Money

Before MLB legend Mike Piazza made millions, he earned $850 a month and got by on $6.99 all-you-can-eat spaghetti

Mike Piazza in 1995
Owen C. Shaw | Getty Images Sport | Getty Images

In 1998, Mike Piazza signed a seven-year, $91-million contract with the New York Mets. It was the largest deal in baseball history at the time.

Before the Hall of Fame catcher made a name for himself — and a multimillion dollar salary — he got by on much less: "My first contract was $850 a month," Piazza tells online investing platform Wealthsimple. That was in 1989, when he was playing with the Salem Dodgers in the minor leagues.

"I lived with four other guys in Salem, and we all pooled our money together and kind of lived like a family," he adds.

When they traveled for games, Piazza and his teammates got $8 to $10 a day for meals. "We stretched our dollars," he says. "Obviously your Sizzler Steak would have the salad bar. The Olive Garden with the unlimited breadsticks. We always knew where to go. … There was this place — I forget where it was — where they had all-you-can-eat spaghetti and Bolognese for like $6.99, and we'd all go there and just crush all this spaghetti and Bolognese."

In his second year, he got a raise to $1,000 a month. The next year, he made $1,100 a month. After grinding for three seasons in the minor leagues, he was called up to the majors in 1992. He signed his first major league contract with the Dodgers in 1993: "It was $15,000 for the year, non-negotiable.

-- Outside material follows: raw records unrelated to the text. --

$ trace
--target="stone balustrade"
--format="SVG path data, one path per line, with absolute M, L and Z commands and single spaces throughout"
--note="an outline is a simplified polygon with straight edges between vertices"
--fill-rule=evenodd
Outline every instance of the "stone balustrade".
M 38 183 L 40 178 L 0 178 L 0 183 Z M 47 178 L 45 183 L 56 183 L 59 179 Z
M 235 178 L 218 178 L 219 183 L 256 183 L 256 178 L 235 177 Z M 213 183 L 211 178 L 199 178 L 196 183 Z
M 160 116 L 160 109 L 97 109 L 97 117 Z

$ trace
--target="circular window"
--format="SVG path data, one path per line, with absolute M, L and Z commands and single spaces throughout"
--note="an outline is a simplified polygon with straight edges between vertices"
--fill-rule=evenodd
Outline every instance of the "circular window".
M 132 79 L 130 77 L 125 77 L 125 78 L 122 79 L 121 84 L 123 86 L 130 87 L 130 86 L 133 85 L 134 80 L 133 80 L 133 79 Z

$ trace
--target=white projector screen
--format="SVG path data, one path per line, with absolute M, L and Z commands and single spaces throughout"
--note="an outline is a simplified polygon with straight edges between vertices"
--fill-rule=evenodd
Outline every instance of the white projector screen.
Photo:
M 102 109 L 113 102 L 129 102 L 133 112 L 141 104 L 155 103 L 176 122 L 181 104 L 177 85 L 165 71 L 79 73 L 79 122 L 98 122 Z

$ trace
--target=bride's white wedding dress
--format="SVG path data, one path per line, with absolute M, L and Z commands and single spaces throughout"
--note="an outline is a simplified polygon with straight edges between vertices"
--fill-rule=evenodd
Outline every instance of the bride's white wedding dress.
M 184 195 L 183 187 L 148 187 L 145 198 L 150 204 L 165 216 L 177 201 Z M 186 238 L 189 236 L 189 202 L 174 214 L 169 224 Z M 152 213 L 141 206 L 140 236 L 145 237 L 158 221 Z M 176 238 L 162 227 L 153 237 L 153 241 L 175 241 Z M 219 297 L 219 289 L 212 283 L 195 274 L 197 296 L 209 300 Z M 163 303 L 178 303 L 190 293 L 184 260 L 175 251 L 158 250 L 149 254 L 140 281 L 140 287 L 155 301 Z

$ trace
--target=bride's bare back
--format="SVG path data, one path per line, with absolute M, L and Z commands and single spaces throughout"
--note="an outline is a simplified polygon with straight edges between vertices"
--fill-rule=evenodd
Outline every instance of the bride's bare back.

It wasn't a ton of money, but at the time it seemed like a lot to me."

His first big league check went straight to savings, he tells Wealthsimple: "When I got my first one I just remember going wow, and then going to the bank and depositing it with the teller."

Piazza says he's always had a savings-first mindset. "We grew up very conservative with money," he says. "Very middle class."

When he was living off $1,000 a month in the minor leagues, he remembers traveling with his team for games in Reno, Nevada, where there's an abundance of casinos. "I would see a bunch of guys just burn their checks at the tables," says Piazza. "And I'm going, 'Dude, I'm sorry, but I work too hard for this money.' I mean, I would take a hundred bucks and play slots. But I never wanted to chase my money."

Even after Piazza started making big money — he was making $6 million by 1999 and earned $15 million in 2004 and 2005 — he maintained a conservative money mindset: "Today, if I go to Vegas, which is very rare, I'll take out $500, maybe play some blackjack, maybe a little poker. But that's it."

Piazza, now married and living in Italy with his wife and three kids, still finds pleasure in saving money. Life in Italy, versus Miami, where his family used to live, is "a lot cheaper," he says. "I take my kids to church on Sunday and then afterward we go out for lunch and of course we get pizza, pasta, wine, four appetizers, seafood, whatever, and it's like a hundred bucks, tops. In South Beach, it would be like three times as much."